Con il titolo “Gli artisti della musica incassano meglio in un mondo con file sharing illegale?” il team di Times Labs Blog, del prestigioso quotidiano inglese Times, pubblica un articolo che rappresenta una smentita fattuale sia delle teorie fantastiche e fantasiose che attribuiscono al file sharing illegale un declino dei guadagni degli artisti musicali, sia di quelle secondo le quali gli artisti stessi sarebbero danneggiati economicamente dal calo delle vendite della musica registrata su supporti fisici.

Le conclusioni dell’analisi rappresentano un’importante conferma degli studi precedenti che avevamo raccolto nell’articolo “Pirati, samaritani, artisti e mascherine”, ma hanno una portata molto più ampia, perché mostrano che gli artisti guadagnano di più in un mondo in cui la vendita di musica registrata su supporti fisici è in diminuzione.

Basata su una tabella pubblicamente accessibile, l’analisi considera i dati del Regno Unito forniti da BPI, ed è quindi estremamente significativa, alla luce della diffusione massiccia del file sharing nella popolazione inglese e alla primaria importanza del mercato musicale britannico nell’Unione Europea.

Essa “mostra l’andamento dei tre principali pilastri delle rendite dell’industria musicale – musica registrata, musica dal vivo e rendita da PRS (royalties raccolte per conto degli artisti quando la loro musica è eseguita in pubblico) negli ultimi 5 anni. Abbiamo diviso ogni categoria in due sotto-categorie cosicché, per ogni porzione di rendita, potete vedere la percentuale che va all’artista e la percentuale che va da altre parti“.

Il dato indubbiamente più importante concerne le rendite degli artisti che sono considerevolmente aumentate negli ultimi 5 anni nonostante la diminuzione delle vendite dei dischi (la linea blu mostra la rendita che va agli artisti); il motivo principale è dovuto all’incremento sostanziale delle rendite da performance dal vivo. Un altro dato parimenti significativo riguarda le rendite totali per l’industria musicale: anche queste hanno continuato ad aumentare. Pertanto, quando le major della musica affermano che “l’industria musicale” soffre per il file sharing illegale, farebbero invece meglio a dire che le etichette musicali ne soffrono.

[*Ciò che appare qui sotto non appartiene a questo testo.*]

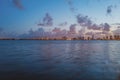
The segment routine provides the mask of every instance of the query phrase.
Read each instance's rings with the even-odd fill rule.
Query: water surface
[[[120,42],[1,40],[0,80],[120,80]]]

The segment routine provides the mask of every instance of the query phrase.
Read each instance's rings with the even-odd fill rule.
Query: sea
[[[0,40],[0,80],[120,80],[120,41]]]

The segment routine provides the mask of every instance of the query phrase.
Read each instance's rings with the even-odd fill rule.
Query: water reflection
[[[119,41],[1,41],[0,44],[4,44],[0,46],[0,79],[120,80]]]

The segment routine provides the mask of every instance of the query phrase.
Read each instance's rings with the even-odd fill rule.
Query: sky
[[[120,23],[120,0],[0,0],[0,29],[19,34],[41,27],[69,29],[78,14],[96,24]]]

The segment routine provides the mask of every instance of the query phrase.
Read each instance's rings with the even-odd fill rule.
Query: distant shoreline
[[[59,41],[59,40],[63,40],[63,41],[78,41],[78,40],[81,40],[81,41],[90,41],[90,40],[106,40],[106,41],[109,41],[109,40],[116,40],[116,41],[120,41],[120,39],[15,39],[15,38],[7,38],[7,39],[0,39],[0,40],[44,40],[44,41],[50,41],[50,40],[54,40],[54,41]]]

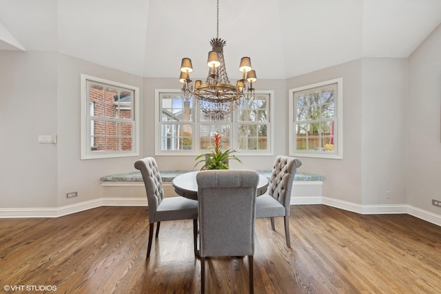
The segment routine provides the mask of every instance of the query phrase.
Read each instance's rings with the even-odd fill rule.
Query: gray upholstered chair
[[[152,157],[140,159],[135,162],[135,168],[141,171],[145,185],[149,205],[149,244],[147,257],[150,256],[153,229],[156,222],[156,234],[159,234],[161,221],[176,220],[193,220],[193,242],[196,252],[198,229],[198,202],[183,197],[164,198],[164,189],[161,174],[156,161]]]
[[[199,202],[201,286],[205,258],[248,255],[249,290],[254,291],[256,197],[259,174],[252,170],[210,170],[196,175]]]
[[[291,246],[289,240],[289,205],[292,182],[297,168],[302,162],[289,156],[278,156],[269,178],[267,193],[257,198],[256,204],[256,218],[271,218],[271,227],[274,227],[274,218],[285,218],[285,235],[287,246]]]

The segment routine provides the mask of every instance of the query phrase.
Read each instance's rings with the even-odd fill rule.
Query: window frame
[[[81,101],[81,159],[112,158],[139,156],[139,87],[83,74],[81,74],[80,79]],[[129,120],[133,124],[133,132],[132,133],[132,146],[131,151],[106,151],[94,153],[90,150],[91,134],[92,132],[91,125],[92,119],[90,114],[90,105],[92,102],[89,97],[88,82],[105,84],[110,87],[116,87],[133,91],[133,105],[132,107],[133,118]],[[124,107],[124,105],[122,106]]]
[[[334,152],[325,153],[320,151],[302,151],[296,150],[296,105],[295,94],[305,90],[312,90],[318,87],[325,87],[332,84],[336,84],[337,93],[334,99]],[[334,78],[312,85],[298,87],[289,90],[289,152],[291,156],[311,157],[318,158],[342,159],[343,158],[343,78]]]
[[[207,121],[200,121],[199,120],[199,107],[198,105],[197,101],[194,98],[193,99],[193,115],[192,115],[192,120],[188,122],[183,122],[183,124],[185,125],[192,125],[192,140],[194,143],[192,145],[192,148],[189,150],[161,150],[161,126],[163,125],[161,120],[161,94],[164,93],[170,93],[170,94],[180,94],[181,90],[178,89],[155,89],[155,155],[156,156],[198,156],[202,153],[207,152],[207,149],[200,149],[200,141],[201,141],[201,126],[204,125],[210,125],[210,124],[231,124],[232,129],[234,129],[234,132],[231,132],[230,133],[230,142],[232,142],[233,144],[230,145],[230,149],[234,149],[236,150],[236,154],[242,156],[271,156],[273,155],[274,150],[274,92],[270,90],[256,90],[255,94],[258,96],[258,94],[267,94],[268,95],[268,98],[269,100],[269,105],[268,105],[268,123],[266,124],[268,125],[267,132],[267,140],[269,140],[269,143],[267,143],[267,149],[265,151],[250,151],[250,150],[238,150],[237,149],[237,127],[239,124],[243,122],[237,121],[237,109],[233,112],[232,119],[231,122],[207,122]],[[176,124],[178,124],[178,123],[175,123]]]

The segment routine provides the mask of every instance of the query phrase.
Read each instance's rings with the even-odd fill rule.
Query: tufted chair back
[[[137,160],[134,165],[143,175],[149,204],[149,220],[154,222],[154,214],[164,198],[163,180],[158,169],[158,165],[154,158],[146,157]]]
[[[277,200],[286,210],[286,216],[289,216],[289,202],[292,182],[297,168],[302,162],[293,157],[280,155],[276,158],[269,178],[268,194]]]

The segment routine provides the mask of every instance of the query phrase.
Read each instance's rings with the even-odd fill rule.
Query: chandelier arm
[[[243,101],[243,98],[254,98],[253,82],[256,79],[256,73],[251,67],[249,57],[243,57],[239,69],[242,78],[237,81],[235,86],[230,83],[223,56],[223,47],[226,42],[219,38],[219,0],[216,2],[216,37],[212,39],[210,44],[213,51],[217,54],[217,58],[212,57],[212,55],[210,55],[212,52],[209,53],[207,65],[209,70],[205,83],[203,84],[201,81],[198,80],[194,86],[187,70],[187,79],[183,82],[181,94],[185,99],[195,96],[201,110],[209,116],[210,120],[217,122],[224,120],[236,110]],[[181,71],[182,67],[181,65]],[[180,78],[181,81],[183,78]]]

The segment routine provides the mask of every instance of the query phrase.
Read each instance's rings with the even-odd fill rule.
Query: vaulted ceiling
[[[441,23],[440,0],[220,0],[228,75],[259,78],[362,57],[406,58]],[[216,0],[0,0],[0,50],[49,51],[146,77],[207,74]],[[1,66],[1,65],[0,65]]]

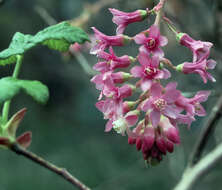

Dal 2004 abbiamo assistito alla nascita e al successo di client per il p2p tecnologicamente più evoluti ed efficienti dei precedenti, utilizzabili anche dall’utente meno esperto, e alla diffusione del p2p come fenomeno di massa. In questi 5 anni, gli artisti musicali hanno ottenuto rendite sempre più elevate in un trend che non accenna a fermarsi e non sembra essere ostacolato nemmeno dalla grave crisi economica mondiale esplosa nell’ultimo trimestre del 2008.

Alla luce di questi fatti, gli artisti dovrebbero cominciare a guardare con attenzione e sospetto a chi, volendo fermare il file sharing, potrebbe provocare loro un consistente danno economico.